Need scheme-specific reserved characters, maybe even scheme/part specific reserved chars...

The overloading interface is experimental. It is very useful (especially for interpolating URLs into strings) but should not yet be relied upon.

AUTHORS / ACKNOWLEDGMENTS

This module is (distantly) based on the wwwurl.pl code in the libwww-perl distribution developed by Roy Fielding <fielding@ics.uci.edu>, as part of the Arcadia project at the University of California, Irvine, with contributions from Brooks Cutter.

Gisle Aas <aas@nr.no>, Tim Bunce <Tim.Bunce@ig.co.uk>, Roy Fielding <fielding@ics.uci.edu> and Martijn Koster <m.koster@nexor.co.uk> (in aplhabetical order) have collaborated on the complete rewrite for Perl 5, with input from other people on the libwww-perl mailing list.

If you have any suggestions, bug reports, fixes, or enhancements, send them to the libwww-perl mailing list at <libwww-perl@ics.uci.edu>.

COPYRIGHT

Copyright (c) 1995 Gisle Aas. All rights reserved. Copyright (c) 1995 Martijn Koster. All rights reserved.

This program is free software; you can redistribute it and/or modify it under the same terms as Perl itself.

IN NO EVENT SHALL THE AUTHORS BE LIABLE TO ANY PARTY FOR DIRECT, INDIRECT, SPECIAL, INCIDENTAL, OR CONSEQUENTIAL DAMAGES ARISING OUT OF THE USE OF THIS SOFTWARE AND ITS DOCUMENTATION (INCLUDING, BUT NOT LIMITED TO, LOST PROFITS) EVEN IF THE AUTHORS HAVE BEEN ADVISED OF THE POSSIBILITY OF SUCH DAMAGE.

PREREQUISITES

You will need Perl5.001e or better.

AVAILABILITY

The latest version of this module is likely to be available from:

   http://www.oslonett.no/home/aas/perl/www/
   http://web.nexor.co.uk/public/perl/perl.html
   http://www.ics.uci.edu/WebSoft/libwww-perl/contrib/

BUGS

Not all schemes are fully implemented. Two-way functions to get/set things like the News URL digits etc. are missing.

Non-http scheme specific escaping is not correct yet.

METHODS AND FUNCTIONS

new

 $url = new URI::URL $escaped_string [, $optional_base_url]
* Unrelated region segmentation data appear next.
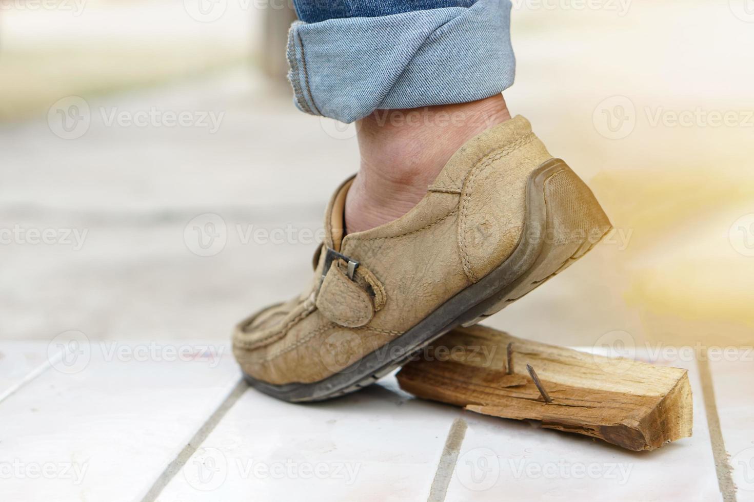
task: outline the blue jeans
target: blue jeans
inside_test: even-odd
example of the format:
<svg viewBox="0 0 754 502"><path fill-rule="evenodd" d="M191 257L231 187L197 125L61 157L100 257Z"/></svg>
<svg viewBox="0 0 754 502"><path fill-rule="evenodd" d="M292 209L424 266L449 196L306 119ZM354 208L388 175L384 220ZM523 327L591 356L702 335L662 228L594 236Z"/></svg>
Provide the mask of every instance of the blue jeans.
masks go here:
<svg viewBox="0 0 754 502"><path fill-rule="evenodd" d="M294 0L296 106L351 123L375 110L463 103L513 81L510 0Z"/></svg>

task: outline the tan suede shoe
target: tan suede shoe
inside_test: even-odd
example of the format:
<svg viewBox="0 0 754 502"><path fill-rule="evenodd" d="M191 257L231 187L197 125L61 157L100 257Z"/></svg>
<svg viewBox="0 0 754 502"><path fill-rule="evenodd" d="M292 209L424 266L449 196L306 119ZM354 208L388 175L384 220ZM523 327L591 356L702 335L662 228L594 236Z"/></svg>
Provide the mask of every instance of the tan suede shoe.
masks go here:
<svg viewBox="0 0 754 502"><path fill-rule="evenodd" d="M438 336L498 312L610 230L589 188L516 117L472 138L409 213L343 237L353 178L299 297L236 327L248 382L289 401L372 383Z"/></svg>

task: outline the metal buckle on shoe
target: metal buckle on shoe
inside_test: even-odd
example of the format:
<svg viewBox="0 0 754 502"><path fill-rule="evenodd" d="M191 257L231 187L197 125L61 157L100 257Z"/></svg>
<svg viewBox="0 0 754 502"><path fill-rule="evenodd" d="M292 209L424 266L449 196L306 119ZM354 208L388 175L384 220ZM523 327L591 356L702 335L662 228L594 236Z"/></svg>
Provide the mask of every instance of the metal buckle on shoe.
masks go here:
<svg viewBox="0 0 754 502"><path fill-rule="evenodd" d="M320 284L321 285L322 281L325 280L325 275L327 275L327 272L329 270L330 266L333 266L333 262L336 260L340 259L348 263L348 269L347 270L347 275L348 278L351 281L354 280L354 274L356 273L356 269L359 268L359 262L355 260L352 260L345 254L341 254L334 249L330 249L329 248L326 248L325 251L325 263L322 269L322 278L320 280Z"/></svg>

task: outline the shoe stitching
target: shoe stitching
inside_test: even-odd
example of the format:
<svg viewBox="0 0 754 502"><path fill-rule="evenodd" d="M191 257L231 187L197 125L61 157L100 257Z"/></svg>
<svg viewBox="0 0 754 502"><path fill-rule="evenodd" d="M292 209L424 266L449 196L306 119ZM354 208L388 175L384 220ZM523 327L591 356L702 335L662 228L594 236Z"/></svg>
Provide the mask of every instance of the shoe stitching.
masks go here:
<svg viewBox="0 0 754 502"><path fill-rule="evenodd" d="M243 347L244 348L254 348L269 345L272 342L275 341L274 339L271 340L270 339L275 338L276 336L280 334L284 336L286 334L285 332L287 331L291 326L298 323L299 321L301 321L302 319L308 316L309 314L313 312L316 308L314 303L308 300L304 303L302 303L302 306L304 308L304 310L300 314L299 314L295 318L288 321L285 324L280 326L272 333L265 335L262 338L254 340L238 340L234 343L234 345L235 346ZM269 340L269 342L268 342L268 340ZM265 343L265 342L268 342Z"/></svg>
<svg viewBox="0 0 754 502"><path fill-rule="evenodd" d="M306 336L305 336L305 337L302 338L301 339L298 340L296 343L294 343L293 345L288 345L287 347L285 347L284 348L280 348L279 350L277 350L277 351L274 351L274 352L272 352L271 354L267 354L264 357L260 357L259 359L252 358L252 359L249 359L248 361L250 362L252 362L252 363L268 363L268 362L270 362L271 361L274 361L274 360L277 359L277 357L280 357L280 356L284 355L284 354L287 354L288 352L290 352L292 350L295 349L296 347L299 347L299 346L304 345L305 343L306 343L307 342L308 342L309 340L311 340L312 338L314 338L317 335L319 335L320 333L323 333L323 332L326 331L327 330L329 330L330 328L333 328L333 327L339 327L335 323L333 323L333 322L327 323L326 324L324 324L323 326L320 326L320 327L317 328L316 330L314 330L314 331L312 331L311 333L310 333L309 334L308 334ZM351 329L352 329L352 330L362 330L362 331L363 330L374 331L375 333L380 333L386 334L386 335L396 335L396 336L402 335L404 333L403 331L394 331L394 330L381 330L381 329L377 328L377 327L370 327L369 326L360 326L359 327L354 327L354 328L351 328Z"/></svg>
<svg viewBox="0 0 754 502"><path fill-rule="evenodd" d="M461 189L455 188L453 187L442 187L440 185L432 185L427 189L428 192L438 192L440 193L455 193L460 194Z"/></svg>
<svg viewBox="0 0 754 502"><path fill-rule="evenodd" d="M417 232L421 232L421 230L425 230L428 228L430 228L431 227L434 227L434 225L437 225L437 224L440 223L443 220L445 220L446 218L449 218L451 216L452 216L453 214L455 214L456 212L458 212L458 207L456 207L452 211L451 211L449 213L448 213L447 214L446 214L443 218L440 218L439 220L433 221L431 224L428 224L427 225L425 225L421 228L418 228L415 230L412 230L411 232L406 232L406 233L399 233L399 234L395 235L395 236L388 236L387 237L369 237L369 238L366 238L366 239L363 238L363 237L354 237L353 236L348 236L348 237L349 237L348 240L349 240L349 242L359 241L359 242L365 242L366 241L379 241L379 240L385 240L385 239L397 239L399 237L406 237L407 236L410 236L410 235L412 235L413 233L416 233Z"/></svg>
<svg viewBox="0 0 754 502"><path fill-rule="evenodd" d="M488 157L486 159L482 159L470 170L471 175L467 177L465 185L466 192L464 195L463 202L459 201L459 205L461 206L461 214L459 215L458 221L458 248L461 251L461 261L463 264L464 272L466 273L466 277L471 281L472 283L476 283L479 281L479 278L477 277L477 274L474 273L474 269L471 268L471 264L469 263L468 254L466 252L466 244L465 237L464 235L464 227L465 226L466 218L468 214L468 202L471 199L471 190L474 187L474 181L477 176L479 175L482 170L489 166L493 162L499 160L502 157L509 155L512 152L518 150L519 148L529 145L531 143L536 136L533 132L529 132L526 135L519 138L513 143L508 145L501 150L498 151L496 154Z"/></svg>

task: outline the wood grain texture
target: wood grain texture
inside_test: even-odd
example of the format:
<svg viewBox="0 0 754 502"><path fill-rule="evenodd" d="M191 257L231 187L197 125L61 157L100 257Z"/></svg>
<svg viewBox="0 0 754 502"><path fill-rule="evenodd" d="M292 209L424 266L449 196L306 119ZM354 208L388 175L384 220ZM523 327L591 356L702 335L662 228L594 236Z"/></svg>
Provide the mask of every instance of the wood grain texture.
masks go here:
<svg viewBox="0 0 754 502"><path fill-rule="evenodd" d="M506 348L512 343L512 374ZM691 435L691 390L685 370L610 358L516 338L483 326L458 329L398 373L419 397L546 428L651 450ZM545 403L526 370L552 397Z"/></svg>

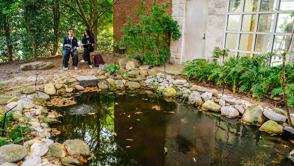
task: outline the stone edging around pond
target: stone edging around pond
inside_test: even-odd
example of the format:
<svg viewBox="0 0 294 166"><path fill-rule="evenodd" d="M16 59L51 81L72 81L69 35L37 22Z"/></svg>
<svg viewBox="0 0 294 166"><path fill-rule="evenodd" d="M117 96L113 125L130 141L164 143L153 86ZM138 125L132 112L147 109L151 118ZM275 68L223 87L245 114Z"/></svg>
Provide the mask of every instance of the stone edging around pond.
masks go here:
<svg viewBox="0 0 294 166"><path fill-rule="evenodd" d="M242 116L241 121L243 123L258 126L261 126L260 130L262 131L276 135L281 134L284 132L284 130L292 134L294 133L293 129L285 122L287 118L287 114L283 110L277 108L264 108L257 104L252 104L247 101L240 100L231 96L225 95L223 96L222 94L218 94L218 91L216 89L211 90L195 85L191 86L186 80L178 79L176 77L173 77L164 73L158 73L157 71L154 69L149 69L148 70L138 70L138 69L131 68L129 70L131 71L127 73L126 71L120 71L118 73L121 75L115 76L112 75L105 71L100 71L97 76L100 81L97 85L99 88L98 91L126 89L127 92L131 92L130 91L139 88L144 88L145 91L153 90L162 93L168 101L172 101L175 99L175 97L181 98L184 100L187 98L189 103L198 106L198 108L201 106L201 109L204 110L216 112L220 111L221 115L230 118ZM23 91L16 91L11 93L10 94L14 97L5 96L6 97L4 97L4 96L0 96L0 104L3 104L5 101L8 103L13 102L6 105L7 110L12 108L10 107L13 105L21 105L25 109L25 116L32 119L34 119L33 117L34 115L39 116L39 119L42 118L43 121L44 119L50 118L54 118L54 114L58 114L54 112L49 113L47 118L45 118L45 116L47 115L44 114L48 114L48 111L44 108L40 111L39 109L42 109L39 107L41 106L35 106L35 105L46 105L46 100L49 98L48 95L53 96L57 94L67 96L68 95L73 94L74 91L82 92L91 91L91 88L85 89L83 87L79 86L79 83L74 78L81 75L63 74L54 82L51 81L45 86L42 85L36 88L29 87ZM124 79L124 78L126 79ZM44 80L41 79L40 80ZM93 89L94 88L93 88ZM95 90L97 89L94 90L94 91ZM36 92L38 91L37 94ZM65 94L66 92L67 93L66 95ZM31 94L32 95L23 95L22 93ZM17 96L21 96L20 99ZM3 101L3 99L1 100L1 98L6 100ZM30 106L30 104L32 105ZM34 108L30 108L33 106L35 106ZM18 105L17 107L18 106ZM19 111L20 111L19 110ZM40 111L43 112L41 113ZM40 117L42 116L40 115L40 113L43 114L45 116ZM30 115L29 115L29 113ZM14 114L16 115L15 116L21 116L21 114L22 115L21 113L19 112ZM291 114L291 115L292 117L294 117L294 114ZM33 118L30 118L30 116ZM20 117L20 120L23 118L22 116ZM269 120L266 122L267 119ZM36 122L34 123L34 126L33 127L39 132L39 136L41 137L50 137L50 135L42 135L42 132L40 132L46 130L49 131L49 128L47 128L45 125L46 124L40 124L34 120L31 120L30 124L32 126L33 123ZM38 129L36 127L36 126L41 128ZM43 129L42 127L43 127ZM46 132L45 134L50 135L50 133ZM37 135L36 134L36 136ZM288 157L290 159L294 158L293 157L294 150L290 153L290 155Z"/></svg>

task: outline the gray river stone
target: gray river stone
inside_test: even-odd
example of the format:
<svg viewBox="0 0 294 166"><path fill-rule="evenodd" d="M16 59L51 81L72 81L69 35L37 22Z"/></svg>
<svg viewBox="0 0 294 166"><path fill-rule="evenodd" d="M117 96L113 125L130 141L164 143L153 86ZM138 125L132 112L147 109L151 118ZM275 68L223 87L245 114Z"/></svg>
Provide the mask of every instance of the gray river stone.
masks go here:
<svg viewBox="0 0 294 166"><path fill-rule="evenodd" d="M220 113L230 118L238 117L239 115L239 112L236 109L228 106L222 107Z"/></svg>
<svg viewBox="0 0 294 166"><path fill-rule="evenodd" d="M237 109L240 114L242 115L243 115L244 114L244 112L245 112L245 109L244 109L244 108L238 104L236 104L235 105L235 108Z"/></svg>
<svg viewBox="0 0 294 166"><path fill-rule="evenodd" d="M273 111L265 109L263 114L267 118L277 122L283 123L286 121L286 116Z"/></svg>
<svg viewBox="0 0 294 166"><path fill-rule="evenodd" d="M224 97L223 98L227 103L230 104L235 105L236 104L241 104L242 102L241 100L234 97Z"/></svg>
<svg viewBox="0 0 294 166"><path fill-rule="evenodd" d="M205 102L212 98L212 93L204 93L200 95L201 98Z"/></svg>
<svg viewBox="0 0 294 166"><path fill-rule="evenodd" d="M34 156L30 157L26 159L21 166L32 166L32 165L37 165L41 164L42 162L42 159L41 157L37 156Z"/></svg>
<svg viewBox="0 0 294 166"><path fill-rule="evenodd" d="M9 151L21 149L13 152ZM0 147L0 164L5 162L14 162L19 161L26 157L28 151L24 146L17 144L5 145Z"/></svg>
This is the object constructor. To trap bad or unknown URL schemes use:

 $obj = eval { new URI::URL ... };

or set URI::URL::strict(0) if you do not care about bad or unknown schemes.

newlocal

 $url = newlocal URI::URL $path;

Return a URL object that denotes a path on the local filesystem (current directory by default). Paths not starting with '/' are taken relative to the current directory.

 $url->print_on(*FILEHANDLE);

Prints a verbose presentation of the contents of the URL object to the specified file handle (default STDOUT). Mainly useful for debugging.

URI::URL::implementor

 URI::URL::implementor;
 URI::URL::implementor($scheme);
 URI::URL::implementor($scheme, $class);

Get and/or set implementor class for a scheme. Returns '' if specified scheme is not supported. Returns generic URL class if no scheme specified.